Vision, Image, and Signal Processing

Research Themes

Causal reasoning about human activity in video

This work, supported by the UK Ministry of Defence and the Royal Commission for the Exhibition of 1851 demonstrates the first approach to producing high-level descriptions of activity direct from video. For results and more information see the following pages:, and

Gaze-direction estimation in video

This work was funded by the UK MOD and the 1851 Royal Commission. We demonstrate that sequences of low-resolution faces can be used to automatically estimate where people are looking. See some results here.

Active Zoom control for intelligent surveillance

With funding from DSTL, The Royal Society and the Edinburgh Research Partnership we have begun an investigation into how high-level descriptions of activity can be used to control sets of Pan/Tilt/Zoom cameras in order to maximise the resolution of imaged targets.

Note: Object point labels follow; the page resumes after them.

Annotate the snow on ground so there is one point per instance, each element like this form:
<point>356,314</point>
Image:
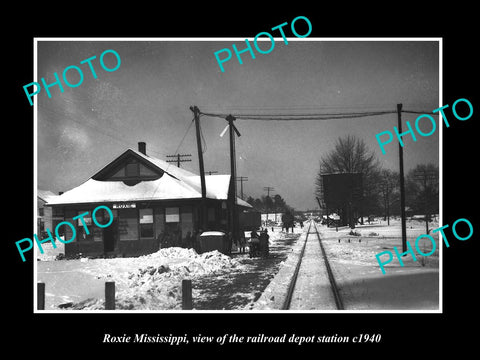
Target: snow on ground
<point>147,282</point>
<point>362,286</point>
<point>153,282</point>
<point>414,286</point>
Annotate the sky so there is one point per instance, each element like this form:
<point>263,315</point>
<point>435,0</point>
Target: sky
<point>148,99</point>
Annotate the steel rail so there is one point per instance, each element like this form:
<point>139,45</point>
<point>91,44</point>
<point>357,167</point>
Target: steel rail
<point>331,278</point>
<point>291,286</point>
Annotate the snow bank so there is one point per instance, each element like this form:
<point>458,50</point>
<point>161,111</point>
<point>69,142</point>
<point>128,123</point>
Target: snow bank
<point>153,282</point>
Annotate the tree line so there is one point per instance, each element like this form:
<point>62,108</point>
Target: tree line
<point>265,203</point>
<point>380,187</point>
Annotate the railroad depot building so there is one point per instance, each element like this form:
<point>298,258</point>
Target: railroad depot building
<point>154,204</point>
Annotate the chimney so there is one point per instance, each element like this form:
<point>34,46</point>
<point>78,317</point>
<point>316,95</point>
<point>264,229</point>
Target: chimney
<point>142,147</point>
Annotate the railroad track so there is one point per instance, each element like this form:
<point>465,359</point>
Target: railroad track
<point>320,289</point>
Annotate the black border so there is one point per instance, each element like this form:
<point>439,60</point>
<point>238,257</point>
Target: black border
<point>402,333</point>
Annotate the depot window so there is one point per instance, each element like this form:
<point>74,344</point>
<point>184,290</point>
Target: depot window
<point>128,224</point>
<point>146,223</point>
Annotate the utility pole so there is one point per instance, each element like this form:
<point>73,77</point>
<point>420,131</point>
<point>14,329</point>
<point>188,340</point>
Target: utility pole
<point>424,176</point>
<point>241,179</point>
<point>233,175</point>
<point>402,182</point>
<point>178,158</point>
<point>203,206</point>
<point>267,189</point>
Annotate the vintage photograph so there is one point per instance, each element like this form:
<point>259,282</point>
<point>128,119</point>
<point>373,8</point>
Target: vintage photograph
<point>293,177</point>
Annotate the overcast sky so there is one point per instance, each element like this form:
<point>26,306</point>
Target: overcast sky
<point>148,99</point>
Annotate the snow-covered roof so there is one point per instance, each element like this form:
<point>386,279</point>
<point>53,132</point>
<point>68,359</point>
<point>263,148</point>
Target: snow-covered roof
<point>45,195</point>
<point>175,184</point>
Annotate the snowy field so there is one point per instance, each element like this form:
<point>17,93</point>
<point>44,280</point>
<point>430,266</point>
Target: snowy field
<point>153,282</point>
<point>414,286</point>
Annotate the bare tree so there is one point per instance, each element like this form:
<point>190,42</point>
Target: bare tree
<point>388,185</point>
<point>422,190</point>
<point>351,155</point>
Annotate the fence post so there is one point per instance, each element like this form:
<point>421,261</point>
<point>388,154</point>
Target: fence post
<point>40,296</point>
<point>187,295</point>
<point>110,295</point>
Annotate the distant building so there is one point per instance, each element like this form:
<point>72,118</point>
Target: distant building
<point>154,204</point>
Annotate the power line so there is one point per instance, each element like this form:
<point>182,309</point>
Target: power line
<point>297,117</point>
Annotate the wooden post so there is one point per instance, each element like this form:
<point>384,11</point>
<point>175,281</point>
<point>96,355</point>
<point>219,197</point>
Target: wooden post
<point>40,296</point>
<point>402,182</point>
<point>187,303</point>
<point>203,206</point>
<point>110,295</point>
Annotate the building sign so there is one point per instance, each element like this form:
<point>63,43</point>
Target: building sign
<point>124,206</point>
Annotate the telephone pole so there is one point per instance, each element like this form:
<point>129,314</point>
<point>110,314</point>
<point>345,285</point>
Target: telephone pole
<point>234,224</point>
<point>402,183</point>
<point>424,176</point>
<point>241,179</point>
<point>203,205</point>
<point>179,158</point>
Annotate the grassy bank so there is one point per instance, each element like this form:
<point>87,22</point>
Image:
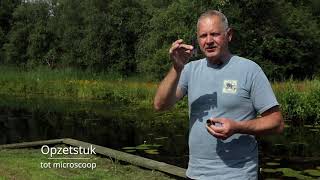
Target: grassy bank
<point>25,164</point>
<point>300,100</point>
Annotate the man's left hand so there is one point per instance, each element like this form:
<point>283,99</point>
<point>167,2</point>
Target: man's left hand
<point>223,128</point>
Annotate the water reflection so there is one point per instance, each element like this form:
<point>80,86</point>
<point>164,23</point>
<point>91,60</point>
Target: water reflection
<point>119,126</point>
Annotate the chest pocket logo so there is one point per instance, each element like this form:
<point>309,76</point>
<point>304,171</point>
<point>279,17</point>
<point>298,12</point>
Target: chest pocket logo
<point>230,86</point>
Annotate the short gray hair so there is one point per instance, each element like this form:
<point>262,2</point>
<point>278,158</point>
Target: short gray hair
<point>211,13</point>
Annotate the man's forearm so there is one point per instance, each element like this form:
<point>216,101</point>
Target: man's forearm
<point>166,93</point>
<point>272,123</point>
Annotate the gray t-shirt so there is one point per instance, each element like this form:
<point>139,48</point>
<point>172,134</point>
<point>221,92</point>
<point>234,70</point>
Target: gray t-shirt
<point>237,89</point>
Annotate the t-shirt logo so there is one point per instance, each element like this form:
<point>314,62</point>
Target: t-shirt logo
<point>230,86</point>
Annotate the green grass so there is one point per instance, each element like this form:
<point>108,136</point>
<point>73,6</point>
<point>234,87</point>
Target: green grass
<point>25,164</point>
<point>299,100</point>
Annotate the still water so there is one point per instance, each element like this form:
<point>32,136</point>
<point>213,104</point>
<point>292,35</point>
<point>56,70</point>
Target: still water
<point>161,136</point>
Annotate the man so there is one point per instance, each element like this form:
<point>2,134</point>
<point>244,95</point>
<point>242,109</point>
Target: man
<point>227,91</point>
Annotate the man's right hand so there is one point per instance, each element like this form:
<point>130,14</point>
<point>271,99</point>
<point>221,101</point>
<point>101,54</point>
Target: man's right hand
<point>180,54</point>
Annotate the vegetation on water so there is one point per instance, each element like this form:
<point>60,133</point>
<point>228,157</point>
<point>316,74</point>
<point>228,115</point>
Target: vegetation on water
<point>25,164</point>
<point>300,100</point>
<point>133,36</point>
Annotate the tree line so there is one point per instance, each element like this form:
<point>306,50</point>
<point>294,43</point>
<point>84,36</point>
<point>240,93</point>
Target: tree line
<point>133,36</point>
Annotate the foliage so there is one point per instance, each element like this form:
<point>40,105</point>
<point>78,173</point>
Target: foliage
<point>299,100</point>
<point>129,37</point>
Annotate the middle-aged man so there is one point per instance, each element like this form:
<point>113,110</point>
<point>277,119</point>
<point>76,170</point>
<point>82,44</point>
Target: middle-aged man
<point>225,94</point>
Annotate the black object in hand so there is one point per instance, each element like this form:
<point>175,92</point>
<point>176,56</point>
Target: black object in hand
<point>209,122</point>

3D LiDAR imaging and interpretation

The 3D Imaging LiDAR system Time-correlated single-photon counting techniques have been applied to time-of-flight, Light Detection And Ranging (LiDAR) and 3D imaging. We have used reversible Jump Markov Chain Monte Carlo (RJMCMC) and other algorithms to acquire and process depth images at short ranges of the order of 1-50 metres, as well as measurements on distributed targets at longer ranges of the order of a 100 metres to a few kilometres. We have also developed 3D object recognition and classification systems based on 3D invariants, pose clustering of surface patches, and using shape signatures derived from the differential properties of object surfaces. These are generic, and have been applied to both LiDAR and other 3D data acquired by scanned Burst Illumination and triangulation systems.

Video analytics, human tracking and behavioural analysis

Tracking and classifying from a mobile vehicle We have been analysing of video sequences from both static cameras, as for example in a shopping centre or transport terminus, and from mobile cameras, as for example in an automobile.
In the first case we have been examining the link between tracking algorithms and high-level human behavioural analysis, introducing action primitives that recover symbolic labels from tracked limb configurations. Our methodology uses hierarchical particle filters to track the several limbs, and hence build up a classification of human activity such as walking, running, throwing etc. These methods have been tested on a number of benchmark data sets such as the HumanEva and Caviar sequences.
In mobile vehicle video analysis, we have used variational methods to track deforming objects through the moving sequence. The problem is harder as the whole scene is in relative motion to the camera, and other objects (pedestrians, cars etc) move independently in the field of view. Further, we are working to incorporate algorithms in multi-sensor automobile systems for autonomous navigation and classification of traffic participants.

Embedded and parallel software implementations of array processing algorithms

example of defocused images For many years we have been working on methodologies for the rapid prototyping, and characterisation of performance of image analysis algorithms in terms of speed and memory use. Our current aims are:
  1. to provide dynamically reconfigurable hardware support for implementations of complex, dynamic signal processing algorithms;
  2. to develop new software tools and notations capable of exploiting this dynamic hardware through formal analyses of time and power usage; and
  3. to produce efficient parallel implementations of demanding signal processing applications.
The ultimate objective is to be able to write code in a high level language that can be analysed mathematically to give proven estimates that can be verified in parallel or embedded application. Our techniques are generic, but our primary focus has been on video tracking and classification and 3D imaging and object recognition algorithms. These algoithms employ dynamic data structures that do not lend themselves to simple data or algorithmic decomposition, and so our strategies have to be data-adaptive.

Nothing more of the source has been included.